Of course, the Volcker rule, named after former Federal Reserve chairman Paul Volcker, is a very complex piece of regulation that the industry is only just beginning to grasp, now that federal regulators released their long-awaited draft in mid-October. Briefly, the regulation was designed to limit large banks' bets with their own money, banning proprietary trading at federally insured institutions.

It is expected that the 298-page proposal, which includes enough loopholes to give banks the leeway to continue this activity in a different guise, will have far-reaching implications even in seemingly unrelated areas.

Both Dodd-Frank and the Volcker regulation will have a strong impact on valuation and financing availability going forward, Indvik says. "They'll rein in some of the excesses we saw with the use of debt and credit-default and interest-rate swaps."

This will have a dual-edged impact on distress, he predicts. Questionable deals and borrowers will find it harder to continue to sustain unprofitable scenarios. But they will also limit the available dollars that would be used to buy distress debt.

Not that these twin forces will put the distress market out of commission. "The distress market is still very active and will remain so," Indvik adds. "Lenders are becoming more aggressive in their pursuit of foreclosures and liquidations."

Indeed, if there has been any one rule to characterize distress over the past two years, it is that the sources of investment opportunities are very fluid and often unexpected. Fallout from new legislation is just one example of such unpredictability. The risk-retention rule for CMBS, for instance-long debated and much anticipated-is still a work in progress.

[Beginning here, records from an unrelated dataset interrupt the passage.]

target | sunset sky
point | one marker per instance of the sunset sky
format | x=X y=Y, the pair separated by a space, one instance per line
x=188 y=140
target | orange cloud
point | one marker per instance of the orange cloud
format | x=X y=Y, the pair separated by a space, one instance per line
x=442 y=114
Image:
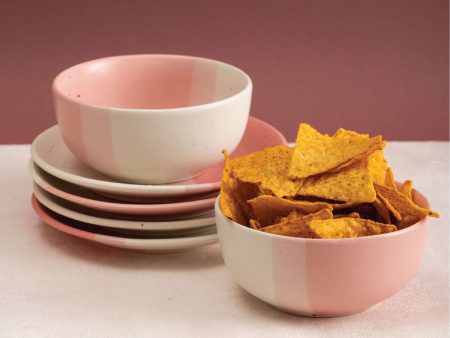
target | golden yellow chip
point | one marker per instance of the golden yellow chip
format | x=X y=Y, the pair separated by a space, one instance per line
x=229 y=206
x=352 y=184
x=389 y=181
x=409 y=211
x=254 y=224
x=268 y=168
x=351 y=215
x=348 y=228
x=406 y=189
x=345 y=205
x=389 y=206
x=378 y=167
x=266 y=208
x=296 y=225
x=383 y=212
x=316 y=153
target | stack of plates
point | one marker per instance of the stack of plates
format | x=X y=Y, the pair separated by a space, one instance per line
x=78 y=200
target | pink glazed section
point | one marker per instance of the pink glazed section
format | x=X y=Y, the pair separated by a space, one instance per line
x=345 y=276
x=140 y=82
x=322 y=277
x=123 y=115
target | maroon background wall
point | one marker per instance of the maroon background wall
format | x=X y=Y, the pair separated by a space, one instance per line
x=375 y=66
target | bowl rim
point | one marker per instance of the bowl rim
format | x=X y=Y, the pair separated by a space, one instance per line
x=57 y=92
x=333 y=241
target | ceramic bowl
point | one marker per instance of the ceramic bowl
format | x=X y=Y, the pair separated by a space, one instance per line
x=321 y=277
x=151 y=118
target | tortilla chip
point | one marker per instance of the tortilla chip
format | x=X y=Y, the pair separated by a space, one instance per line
x=378 y=167
x=254 y=224
x=351 y=215
x=383 y=212
x=268 y=168
x=406 y=189
x=316 y=153
x=389 y=181
x=390 y=207
x=296 y=224
x=344 y=205
x=229 y=206
x=267 y=209
x=409 y=211
x=352 y=184
x=348 y=228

The Notice of Proposed Rulemaking for Risk-Retention Rules was issued on March 29 of this year, with responses due June 10. An extension was granted for August 1, to allow the many players to respond in a timely and thoughtful manner, given the sweeping nature of the rule that requires financial institutions to retain 5% of the credit risk of securitized loans.

Among those players was the Commercial Real Estate Finance Council, which has endorsed the "menu of options" available to securitizers via Dodd-Frank. "Flexibility will be necessary to avoid the inefficient and impractical structuring of securitizations that would undoubtedly flow from a one-size- fits-all approach," Stephen Renna, CEO of the New York City-based CREFC, wrote in a letter to federal regulators this past July. However, Renna added that the agencies responsible for implementing the risk-retention rule, including the Securities and Exchange Commission and the Federal Reserve, could go further "to implement rules that meet the goals of alignment of fair and efficient capital markets," among others. Most importantly, Renna wrote, the proposed risk-retention rule "should allow for additional flexibility within the ‘base' risk retention structure; should address the option for risk retention in the form of adequate representations and warranties; and should exclude certain types of CMBS structures from the risk-retention framework."

As a result of stakeholder input, the various agencies responsible for implementing this rule are still wrangling with such issues as flexibility in structuring the 5% requirement, whether enhanced representations and warranties can satisfy some of the requirement and if single-asset and single-borrower deals should be exempt as such transactions are extensively disclosed. All of these eventual decisions will have an impact on any resulting distress opportunities.

For these and other reasons, "I'm not sure whether distress investors should actively target opportunities that may arise out of legislative change," says Greg Leisch, CEO of Alexandria, VA-based Delta Associates. "Yes, we'll continue to see distress opportunities in the economy, especially as it relates to lack of liquidity for certain markets and asset classes." And yes, he continues, some of this will be a result of legislative change. "What's more important, though, are the economic factors and market conditions that are driving distress," Leisch adds. There is little guesswork, unfortunately, to those factors. "They'll be a part of the landscape for some time."